Najva Sol, a peer from New York I had worked with in the past, recently moved out West in search of a creative haven. Having already established The Lowbrow Society of the Arts in Brooklyn, she came to the city with a mission: to curate an art-party. In her words, “We dress up your event. We art direct raves. We build kissing booths. We book dancers, fire performers, hula-hoopers, face-painters, burlesque-queens, VJ’s, and other delectable entertainment. We provide scandal. We provide culture. We provide a spark.” And this time the spark was the classic urban ho-down. Apple bobbing, pie eating contests, popcorn and cider—all for sake of Americana kitsch.

When asked to curate the show, I rejoiced. I imagined a white-walled loft space in SOMA, complete with collaged columns, exposed brick and French doors leading to the back porch. I imagined piles of crisp 100 dollars bill placed neatly in a Hermes purse to be used to our liking. I imagined furs draping off of philanthropists as they trace the walls I so neatly hung. Instead, I got a garage. Thankfully, I got a garage.
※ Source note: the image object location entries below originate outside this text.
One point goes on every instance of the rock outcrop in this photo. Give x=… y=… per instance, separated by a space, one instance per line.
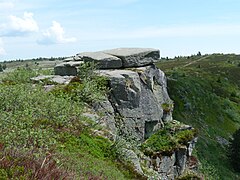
x=137 y=106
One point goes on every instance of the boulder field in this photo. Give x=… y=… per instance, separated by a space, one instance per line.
x=137 y=106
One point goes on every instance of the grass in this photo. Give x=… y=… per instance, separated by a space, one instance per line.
x=45 y=136
x=206 y=96
x=167 y=140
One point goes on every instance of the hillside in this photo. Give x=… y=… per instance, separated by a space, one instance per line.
x=206 y=94
x=94 y=121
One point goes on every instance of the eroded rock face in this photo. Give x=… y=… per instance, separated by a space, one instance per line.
x=103 y=60
x=137 y=95
x=137 y=106
x=110 y=59
x=135 y=57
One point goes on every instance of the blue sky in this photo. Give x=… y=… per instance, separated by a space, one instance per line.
x=45 y=28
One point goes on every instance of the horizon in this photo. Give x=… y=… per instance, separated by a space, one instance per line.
x=61 y=29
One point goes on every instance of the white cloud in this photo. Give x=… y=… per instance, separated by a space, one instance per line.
x=6 y=5
x=54 y=35
x=18 y=26
x=2 y=50
x=195 y=30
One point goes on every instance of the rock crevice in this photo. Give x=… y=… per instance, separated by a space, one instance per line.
x=137 y=106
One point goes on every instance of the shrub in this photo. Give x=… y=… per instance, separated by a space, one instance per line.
x=234 y=151
x=167 y=140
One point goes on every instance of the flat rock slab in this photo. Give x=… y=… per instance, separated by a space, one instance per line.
x=101 y=59
x=135 y=57
x=67 y=68
x=54 y=79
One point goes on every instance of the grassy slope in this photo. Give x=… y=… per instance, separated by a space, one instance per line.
x=44 y=135
x=206 y=93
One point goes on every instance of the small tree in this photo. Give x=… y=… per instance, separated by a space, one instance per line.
x=234 y=151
Suddenly, the possibilities were limitless. Traversing a 3-month journey through the terrain of county fair ephemera provided many obstacles. Artists came easily, as San Francisco is a beacon of young artisans searching for a resume addendum. While performers presented a more difficult search, last minute confirmations established a set list as funky as it was awkward.

Photo: Najva Sol

Ukulady was the headliner. Dressed in hot pink and lime green garb, her short stature only concealed her aggressive performance tactic. Loud and brash, the audience was immediately captivated by the contrast between her high-pitched vocals and burly demeanor. Other highlights included The Eco-Carny who used homemade puppets to discuss environmental issues and the positive impacts of weed. The art—which at times was unfortunately shielded by organized activities (pie eating, etc.)—included local professional artists as well as students of the SFAI community. Featuring the work of Frida Cano, Rebekah Goldstein, Carey Baldwin, William Brennan, Najva Sol, Joie Rey, Aubrey Learner, David Grant, Lou LeMauviel and Beja Tinsley, the pieces transformed the warped wood of the rusted garage. Each with a designated arena, Frida Cano’s family portraits were dimly lit in a back alley way, while Lou LeMauviel’s stuffed animals with reflective faces were meticulously lined in our version of a Hall of Mirrors.

On February 6th, Rosie’s Cheeks transformed into a concrete ranch supplying the necessary aesthetic of circus freaks, masked carnies, apple bobbing, pinstriped popcorn bags, and the general feeling gained from a passing tumbleweed. If success could be measured by leftover hay,
Urban-Ho Down was a masterpiece, as nearly a week later and all those in attendance are still finding straw stuck to the bottom of their feet.